I'm not sure what you mean, if the array is empty it should just do nothing(?) Are you sure you don't mean the array itself is undefined?

Calling undefined elements is an easy fix. Just define them before you start.

$thisthing = new Array();
$thatthing = null; // scalar

If you foreach through $thisthing, or concatenate to $thatthing, it shouldn't give you any errors.

A warning will occur though:

Warning: Invalid argument supplied for foreach() in ...

Well it was an error, but only for the "new" keyword, fault of working in too many languages.

Show me how this errors, I get no errors or warnings. Maybe you're talking about something else, if it's an array of arrays, same deal, define them first.

<?php
header("content-type:text/html");

echo "<p>Define arrays and variables.</p>";

$thisthing = Array();
$thatthing = null; // scalar

foreach ($thisthing as $key => $value) { echo "k $key v $value <br>"; }

echo $thatthing;

?>

Use empty [php.net] to check the array isn`t empty before using a foreach.

$array = array();
if (!empty($array)) {
foreach ($array as..) {
}
}

dc

thanks dreamcatcher but that's basically what I was trying to avoid... having to use the extra { } like

if(count($array) > 0){
foreach ($array as..) {
}
}

or as you put it using empty.

I believe using foreach((array) $array as... removes the need for those (can't test where I am unfortunately). I just found it in php.net and was curious if it did do what I want (avoid the use of an extra check).

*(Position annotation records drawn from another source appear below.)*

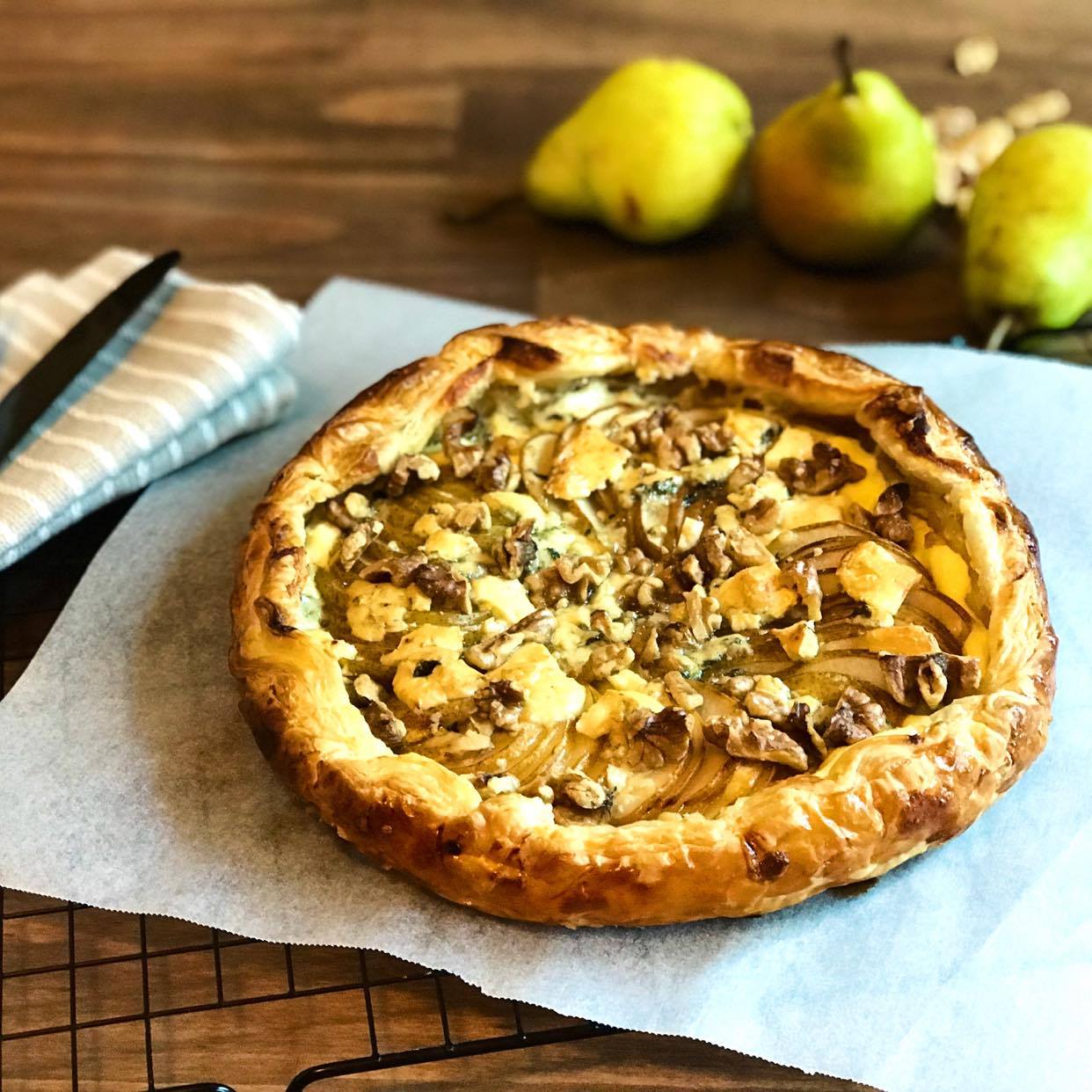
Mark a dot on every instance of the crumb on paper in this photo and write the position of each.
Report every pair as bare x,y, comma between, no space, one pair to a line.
1043,108
975,55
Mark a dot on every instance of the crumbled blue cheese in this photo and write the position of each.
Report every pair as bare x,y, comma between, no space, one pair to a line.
610,710
321,541
375,609
799,641
550,695
506,600
449,677
753,596
875,577
586,463
517,505
753,430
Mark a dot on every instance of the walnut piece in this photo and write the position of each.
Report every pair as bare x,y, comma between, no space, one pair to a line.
357,541
757,739
762,517
929,678
446,589
826,470
517,550
406,468
889,519
608,659
571,579
659,739
537,626
383,724
581,790
748,470
804,579
703,616
710,554
500,703
855,717
455,425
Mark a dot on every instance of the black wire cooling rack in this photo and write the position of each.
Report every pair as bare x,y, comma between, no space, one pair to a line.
87,994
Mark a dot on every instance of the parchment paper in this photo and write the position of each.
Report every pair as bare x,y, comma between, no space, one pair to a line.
127,781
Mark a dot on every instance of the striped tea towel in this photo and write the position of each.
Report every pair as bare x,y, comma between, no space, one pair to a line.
198,365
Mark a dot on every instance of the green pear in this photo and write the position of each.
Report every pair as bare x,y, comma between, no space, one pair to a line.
652,153
1029,235
842,178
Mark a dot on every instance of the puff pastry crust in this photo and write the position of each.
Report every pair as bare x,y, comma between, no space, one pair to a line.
865,808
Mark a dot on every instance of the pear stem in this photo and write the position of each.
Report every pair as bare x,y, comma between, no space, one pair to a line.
1001,331
843,57
474,210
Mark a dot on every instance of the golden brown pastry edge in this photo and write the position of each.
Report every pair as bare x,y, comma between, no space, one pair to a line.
869,807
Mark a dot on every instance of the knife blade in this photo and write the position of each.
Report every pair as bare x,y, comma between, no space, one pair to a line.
37,390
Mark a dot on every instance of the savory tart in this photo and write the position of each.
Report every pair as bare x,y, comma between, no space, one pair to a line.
597,626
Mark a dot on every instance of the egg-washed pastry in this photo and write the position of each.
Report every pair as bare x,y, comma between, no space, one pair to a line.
594,626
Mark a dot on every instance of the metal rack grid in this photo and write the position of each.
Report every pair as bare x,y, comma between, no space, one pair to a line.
32,594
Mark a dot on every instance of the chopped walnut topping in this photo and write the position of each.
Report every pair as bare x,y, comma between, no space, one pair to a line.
500,703
757,739
856,717
473,515
975,55
398,569
746,549
633,560
499,784
517,550
606,659
581,790
339,515
703,616
710,554
645,641
826,470
406,468
659,739
613,630
889,519
383,724
494,651
645,592
446,589
455,425
714,437
749,470
357,506
763,517
570,578
682,694
689,572
358,540
499,468
929,678
799,640
768,699
804,579
739,686
801,724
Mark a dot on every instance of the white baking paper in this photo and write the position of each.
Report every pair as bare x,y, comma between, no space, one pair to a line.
129,781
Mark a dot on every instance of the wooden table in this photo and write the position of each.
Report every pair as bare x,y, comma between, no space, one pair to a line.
288,140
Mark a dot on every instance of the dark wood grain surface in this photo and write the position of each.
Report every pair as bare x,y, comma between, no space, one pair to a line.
287,141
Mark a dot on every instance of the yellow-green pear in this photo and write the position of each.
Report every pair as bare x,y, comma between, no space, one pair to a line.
842,178
652,153
1029,235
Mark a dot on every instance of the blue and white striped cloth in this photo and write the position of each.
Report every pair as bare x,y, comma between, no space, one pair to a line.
199,364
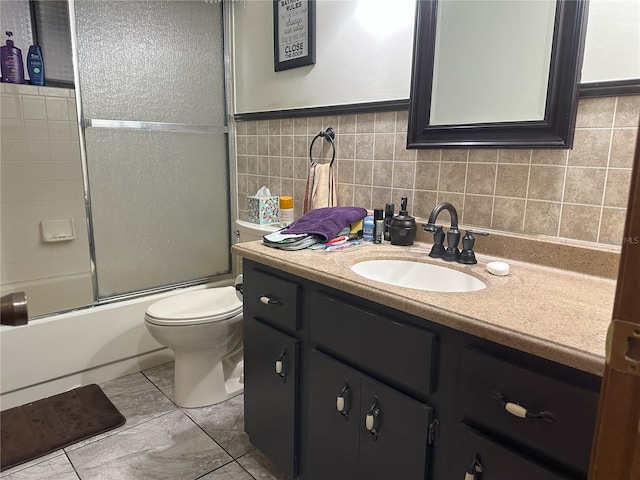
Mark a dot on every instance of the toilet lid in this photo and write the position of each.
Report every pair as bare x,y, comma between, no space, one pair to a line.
198,306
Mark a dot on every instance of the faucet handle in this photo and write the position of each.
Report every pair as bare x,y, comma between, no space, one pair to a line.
475,232
467,256
430,227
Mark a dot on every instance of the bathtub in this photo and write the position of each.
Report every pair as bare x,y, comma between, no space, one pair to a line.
59,352
54,294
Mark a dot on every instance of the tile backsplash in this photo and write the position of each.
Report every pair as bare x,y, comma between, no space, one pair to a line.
578,194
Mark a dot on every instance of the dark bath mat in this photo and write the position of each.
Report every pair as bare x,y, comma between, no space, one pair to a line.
41,427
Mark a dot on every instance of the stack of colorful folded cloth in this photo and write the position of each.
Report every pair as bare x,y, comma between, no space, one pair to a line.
318,226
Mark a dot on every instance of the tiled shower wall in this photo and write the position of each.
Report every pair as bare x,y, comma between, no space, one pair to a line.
578,194
41,178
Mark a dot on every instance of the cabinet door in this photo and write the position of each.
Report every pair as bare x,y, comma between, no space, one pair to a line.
332,435
397,447
270,398
496,462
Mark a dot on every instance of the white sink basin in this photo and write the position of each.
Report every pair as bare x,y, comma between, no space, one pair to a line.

// By casting the $non_array to an (array) type, it will function without error, skipping the loop

foreach ((array) $non_array as $key => $val) {
print "Key $key, Value $val\n";
}


Obvioulsy being a warning I can remove that using ini_set but I'd prefer to have it working without the warnings.

The issue isn't with foreach, it's with the type of variable you are iterating, or attempting to iterate I should say. The PHP foreach [php.net] control structure will never throw a warning on an empty array. It will throw a warning because the argument you are offering is not an array. That is why you don't receive the warning when you cast it as an array. rocknbil is showing you how to overcome that by first initializing the variable before populating it with data and then iterating over it. For example, lets say you expect the array to come from checkboxes that were posted. PHP by default will create an array for you if you set them up correctly in your form by using the brackets. However, what if the array of values is coming from somewhere else where it may or may not be an array? It can happen, and if you code long enough you will find that it will indeed happen. What to do? Cast it!

$myExpectedArray = (array) $arrayFromSomewhere; 
foreach ($myExpectedArray as $key => $value) { 
    // process the array 
}

You are doing the same thing, just inside the construct. You can do it either way without issue.

I think what the members here are saying is that if you are uncertain as to the origin of the variable, meaning you don't know if it is an array or not, you should probably be doing some other form of editing and casting of the variable prior to iterating over it with a control structure and processing.

Thanks coopster, that actually explains it perfectly for me. After testing it further when I was able to I realize my issue was my mysql class function wasn't giving me an array when returning no results on the database query.

Thanks guys

as an edit... what I actually need is:

foreach((object)$array as $key => $val){...

that seems to do what I need. Sorry for the confusion.